Molecular interactions of melatonin with lipid rafts

Dima Bolmatov; Maxim Lavrentovich; Russel J. Reiter

doi:10.32794/mr112500123

Dima Bolmatov Department of Physics and Astronomy, University of Tennessee, Knoxville, TN 37996 & Shu ll-Wollan Center, Oak Ridge National Laboratory, Oak Ridge, TN 37831, USA
Maxim Lavrentovich Department of Physics and Astronomy, University of Tennessee, Knoxville, TN 37996, USA
Russel J. Reiter Department of Cell Systems and Anatomy, UT Health, San Antonio, TX 78229, USA

DOI: https://doi.org/10.32794/mr112500123

Keywords: lipid rafts, phospholipid membranes, melatonin, molecular interactions, structure, dynamics

Abstract

Biological membranes are composed of a lipid bilayer with a heterogeneous structure and complex dynamics, both of which can be modulated by the presence of melatonin. The lateral heterogeneities in lipid bilayers, also known as lipid rafts, have unique molecular interactions with melatonin, which we review here.

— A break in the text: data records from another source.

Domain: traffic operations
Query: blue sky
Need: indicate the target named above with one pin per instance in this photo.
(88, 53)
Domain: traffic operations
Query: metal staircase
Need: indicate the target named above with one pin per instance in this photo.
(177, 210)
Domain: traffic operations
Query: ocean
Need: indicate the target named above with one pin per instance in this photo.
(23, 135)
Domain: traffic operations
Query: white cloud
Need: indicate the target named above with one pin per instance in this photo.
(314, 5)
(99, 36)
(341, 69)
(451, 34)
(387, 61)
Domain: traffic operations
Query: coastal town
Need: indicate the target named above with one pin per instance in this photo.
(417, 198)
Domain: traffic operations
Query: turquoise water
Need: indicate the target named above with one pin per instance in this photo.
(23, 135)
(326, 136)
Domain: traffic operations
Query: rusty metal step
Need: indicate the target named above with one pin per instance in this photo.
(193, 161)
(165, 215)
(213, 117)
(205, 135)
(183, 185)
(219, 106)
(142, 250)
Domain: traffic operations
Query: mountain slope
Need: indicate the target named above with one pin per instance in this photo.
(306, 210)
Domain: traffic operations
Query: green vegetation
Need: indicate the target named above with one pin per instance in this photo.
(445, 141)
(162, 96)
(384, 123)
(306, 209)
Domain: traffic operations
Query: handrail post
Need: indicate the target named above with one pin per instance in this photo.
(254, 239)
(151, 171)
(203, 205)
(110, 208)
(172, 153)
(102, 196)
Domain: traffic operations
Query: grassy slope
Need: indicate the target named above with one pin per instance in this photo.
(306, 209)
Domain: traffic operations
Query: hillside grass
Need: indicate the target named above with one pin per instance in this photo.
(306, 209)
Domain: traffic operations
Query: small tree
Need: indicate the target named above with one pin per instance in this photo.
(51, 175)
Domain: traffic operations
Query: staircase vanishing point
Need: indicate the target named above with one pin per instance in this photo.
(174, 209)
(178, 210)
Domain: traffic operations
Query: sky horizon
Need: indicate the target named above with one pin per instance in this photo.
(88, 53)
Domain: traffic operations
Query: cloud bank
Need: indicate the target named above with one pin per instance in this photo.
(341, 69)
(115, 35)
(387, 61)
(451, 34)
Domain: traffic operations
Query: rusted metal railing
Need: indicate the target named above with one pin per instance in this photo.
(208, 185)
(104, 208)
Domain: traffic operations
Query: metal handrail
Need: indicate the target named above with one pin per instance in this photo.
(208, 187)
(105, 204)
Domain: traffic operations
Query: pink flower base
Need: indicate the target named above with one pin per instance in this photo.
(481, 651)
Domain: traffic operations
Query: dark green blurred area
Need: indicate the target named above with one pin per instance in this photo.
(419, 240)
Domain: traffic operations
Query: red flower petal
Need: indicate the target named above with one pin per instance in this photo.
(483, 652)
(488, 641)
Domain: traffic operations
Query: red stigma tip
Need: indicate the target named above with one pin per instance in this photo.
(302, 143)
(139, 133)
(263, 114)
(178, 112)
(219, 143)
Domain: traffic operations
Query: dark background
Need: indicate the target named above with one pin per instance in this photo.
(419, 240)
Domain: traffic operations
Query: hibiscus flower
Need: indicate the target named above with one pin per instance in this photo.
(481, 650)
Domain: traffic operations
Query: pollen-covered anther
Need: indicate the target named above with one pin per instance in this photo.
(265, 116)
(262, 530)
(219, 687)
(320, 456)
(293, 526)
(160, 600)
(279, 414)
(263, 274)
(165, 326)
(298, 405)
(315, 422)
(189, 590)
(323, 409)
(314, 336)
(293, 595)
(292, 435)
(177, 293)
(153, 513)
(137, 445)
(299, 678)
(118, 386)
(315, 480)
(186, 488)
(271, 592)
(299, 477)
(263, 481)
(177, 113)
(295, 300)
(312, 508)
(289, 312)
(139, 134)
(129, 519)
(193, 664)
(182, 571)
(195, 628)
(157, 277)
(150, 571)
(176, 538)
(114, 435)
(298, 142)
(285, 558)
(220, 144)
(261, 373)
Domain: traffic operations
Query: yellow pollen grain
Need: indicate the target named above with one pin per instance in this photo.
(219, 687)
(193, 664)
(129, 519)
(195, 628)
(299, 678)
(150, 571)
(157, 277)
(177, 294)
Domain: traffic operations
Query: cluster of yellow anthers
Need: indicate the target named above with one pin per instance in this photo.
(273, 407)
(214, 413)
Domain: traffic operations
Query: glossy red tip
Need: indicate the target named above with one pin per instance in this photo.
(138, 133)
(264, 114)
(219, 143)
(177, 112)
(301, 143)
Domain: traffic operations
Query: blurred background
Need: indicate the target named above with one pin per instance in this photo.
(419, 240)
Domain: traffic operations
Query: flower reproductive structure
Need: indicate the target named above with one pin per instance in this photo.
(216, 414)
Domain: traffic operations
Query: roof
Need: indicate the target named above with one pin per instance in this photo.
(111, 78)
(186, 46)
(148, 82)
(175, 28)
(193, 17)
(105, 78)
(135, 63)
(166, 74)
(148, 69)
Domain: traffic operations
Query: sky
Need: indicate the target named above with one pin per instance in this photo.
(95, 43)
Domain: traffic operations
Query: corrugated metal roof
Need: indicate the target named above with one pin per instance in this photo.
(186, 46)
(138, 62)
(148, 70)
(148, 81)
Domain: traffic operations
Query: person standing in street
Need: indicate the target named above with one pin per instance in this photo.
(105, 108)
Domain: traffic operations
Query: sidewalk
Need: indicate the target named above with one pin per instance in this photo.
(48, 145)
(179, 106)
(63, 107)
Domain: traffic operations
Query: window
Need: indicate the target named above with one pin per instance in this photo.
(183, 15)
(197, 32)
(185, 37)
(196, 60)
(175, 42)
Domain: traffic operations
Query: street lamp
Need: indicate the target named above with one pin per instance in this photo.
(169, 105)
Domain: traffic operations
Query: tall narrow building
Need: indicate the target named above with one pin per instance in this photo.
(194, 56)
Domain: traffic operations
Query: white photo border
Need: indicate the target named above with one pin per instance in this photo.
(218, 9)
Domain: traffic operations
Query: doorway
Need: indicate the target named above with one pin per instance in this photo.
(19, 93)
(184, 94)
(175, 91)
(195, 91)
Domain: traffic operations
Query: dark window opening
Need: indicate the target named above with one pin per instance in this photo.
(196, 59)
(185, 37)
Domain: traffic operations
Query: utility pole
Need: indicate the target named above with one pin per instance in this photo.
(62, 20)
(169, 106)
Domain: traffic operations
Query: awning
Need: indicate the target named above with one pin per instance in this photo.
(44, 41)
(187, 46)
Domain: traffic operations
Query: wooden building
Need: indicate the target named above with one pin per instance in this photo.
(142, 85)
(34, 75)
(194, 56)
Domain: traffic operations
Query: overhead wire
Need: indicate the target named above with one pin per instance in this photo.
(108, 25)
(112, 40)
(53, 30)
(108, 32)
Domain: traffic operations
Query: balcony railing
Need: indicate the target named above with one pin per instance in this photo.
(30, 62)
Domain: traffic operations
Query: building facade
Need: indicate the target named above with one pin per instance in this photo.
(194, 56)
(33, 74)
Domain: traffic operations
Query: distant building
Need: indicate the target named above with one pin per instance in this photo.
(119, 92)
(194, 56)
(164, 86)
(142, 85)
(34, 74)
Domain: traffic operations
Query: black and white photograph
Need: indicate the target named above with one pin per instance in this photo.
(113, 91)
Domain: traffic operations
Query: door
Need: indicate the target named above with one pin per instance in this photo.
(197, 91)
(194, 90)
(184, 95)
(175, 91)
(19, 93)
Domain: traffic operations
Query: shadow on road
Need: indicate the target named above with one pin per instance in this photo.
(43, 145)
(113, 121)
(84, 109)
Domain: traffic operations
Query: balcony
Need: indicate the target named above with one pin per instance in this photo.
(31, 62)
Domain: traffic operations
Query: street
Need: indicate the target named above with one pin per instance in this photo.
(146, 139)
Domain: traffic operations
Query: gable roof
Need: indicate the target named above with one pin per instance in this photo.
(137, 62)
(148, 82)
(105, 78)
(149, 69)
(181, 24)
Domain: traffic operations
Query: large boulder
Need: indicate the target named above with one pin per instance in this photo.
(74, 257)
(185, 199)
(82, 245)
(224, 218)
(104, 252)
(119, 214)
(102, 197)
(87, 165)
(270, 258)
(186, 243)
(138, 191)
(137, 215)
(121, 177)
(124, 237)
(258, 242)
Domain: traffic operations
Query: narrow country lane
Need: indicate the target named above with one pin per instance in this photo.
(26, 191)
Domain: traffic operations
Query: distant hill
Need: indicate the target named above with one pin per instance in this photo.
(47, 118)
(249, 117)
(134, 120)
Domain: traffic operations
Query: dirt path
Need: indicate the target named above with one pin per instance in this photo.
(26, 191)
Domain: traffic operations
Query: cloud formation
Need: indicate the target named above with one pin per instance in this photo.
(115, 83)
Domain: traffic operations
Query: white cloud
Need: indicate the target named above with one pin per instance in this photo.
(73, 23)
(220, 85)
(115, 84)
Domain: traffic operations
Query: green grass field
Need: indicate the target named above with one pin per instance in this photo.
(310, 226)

Specifically, we discuss the molecular-level, physicochemical influences of melatonin on dynamics of lipid rafts and their structural properties, including melatonin’s propensity to preserve the structural integrity of lipid rafts at different length scales, as revealed through a range of experimental techniques and theoretical approaches.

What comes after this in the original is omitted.